1 - No seu primeiro livro Vertentes, além das epígrafes com versos de dois poetas mineiros (Murilo Mendes e Drummond), você cria poemas intitulados com nomes de cidades históricas de Minas Gerais como Ouro Preto, Mariana e Congonhas. Qual a importância desses poetas e dessa geografia no seu primeiro livro?

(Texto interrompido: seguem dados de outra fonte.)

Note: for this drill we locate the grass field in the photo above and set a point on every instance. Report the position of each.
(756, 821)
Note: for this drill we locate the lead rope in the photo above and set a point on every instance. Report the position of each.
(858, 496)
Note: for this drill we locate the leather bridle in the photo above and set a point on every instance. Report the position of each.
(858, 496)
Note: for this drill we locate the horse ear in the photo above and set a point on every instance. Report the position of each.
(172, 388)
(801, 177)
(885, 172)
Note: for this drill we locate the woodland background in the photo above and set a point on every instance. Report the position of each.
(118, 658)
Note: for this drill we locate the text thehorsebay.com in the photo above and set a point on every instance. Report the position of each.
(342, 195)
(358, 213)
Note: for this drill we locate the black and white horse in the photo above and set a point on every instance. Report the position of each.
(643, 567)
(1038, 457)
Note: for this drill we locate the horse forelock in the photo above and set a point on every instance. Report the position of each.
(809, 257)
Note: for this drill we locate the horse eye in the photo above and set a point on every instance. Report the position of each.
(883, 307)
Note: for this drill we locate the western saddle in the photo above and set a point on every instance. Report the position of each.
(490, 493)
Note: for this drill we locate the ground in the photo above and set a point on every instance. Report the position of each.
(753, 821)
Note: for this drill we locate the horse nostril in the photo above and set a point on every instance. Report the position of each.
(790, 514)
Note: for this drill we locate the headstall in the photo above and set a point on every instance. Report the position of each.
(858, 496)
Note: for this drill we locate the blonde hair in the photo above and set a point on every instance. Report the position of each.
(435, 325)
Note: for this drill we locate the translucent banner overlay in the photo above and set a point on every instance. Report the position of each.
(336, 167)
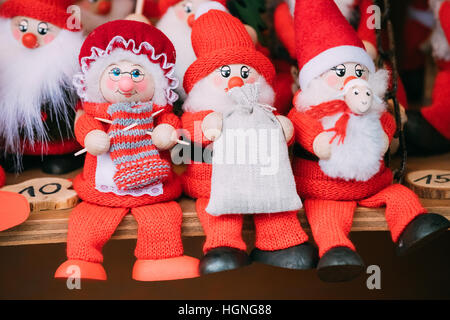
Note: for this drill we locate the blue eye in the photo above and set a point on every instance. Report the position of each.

JULIO - Esses dois poetas estão presentes em meu trabalho também em outras situações. Cada um deles tem importância própria nesse sentido. Mas em conjunto, e num conjunto que abrange também Manuel Bandeira (e que na minha formação a seguir eu juntaria João Cabral de Melo Neto), eles têm importância na medida em que acho muito difícil para alguém que pretendesse fazer poesia no Brasil a partir de certa época escapar do fato de que esses poetas constituem a base de conhecimento. Além disso, são poetas que estão integrados num espectro cultural mais amplo do que apenas a produção de poesia. Quanto aos poemas relacionados com cidades históricas de Minas Gerais, eu diria que, mais do que uma geografia, essas localidades constituem uma história. E nessa linha são facilmente associáveis aos poetas já mencionados. É claro que há o encanto pessoal com essas cidades, mas sobretudo elas me parecem importar pelo seu significado histórico-artístico, ressaltado de modo fundamental justamente pelos modernistas, por poetas como os referidos, que todos escreveram sobre elas. E seria o caso de lembrar também que o Serviço do Patrimônio vem a ser uma criação modernista. Mesmo quem não conheça ao vivo essas cidades, poderá ter no mínimo uma forte idéia sobre a significação delas a partir da leitura de Drummond, Bandeira, Murilo, Cecília Meireles. Assim, esses meus poemas provavelmente serão resultado tanto da impressão direta causada pelas cidades quanto uma forma de diálogo com essa tradição literária de que elas são elemento importante.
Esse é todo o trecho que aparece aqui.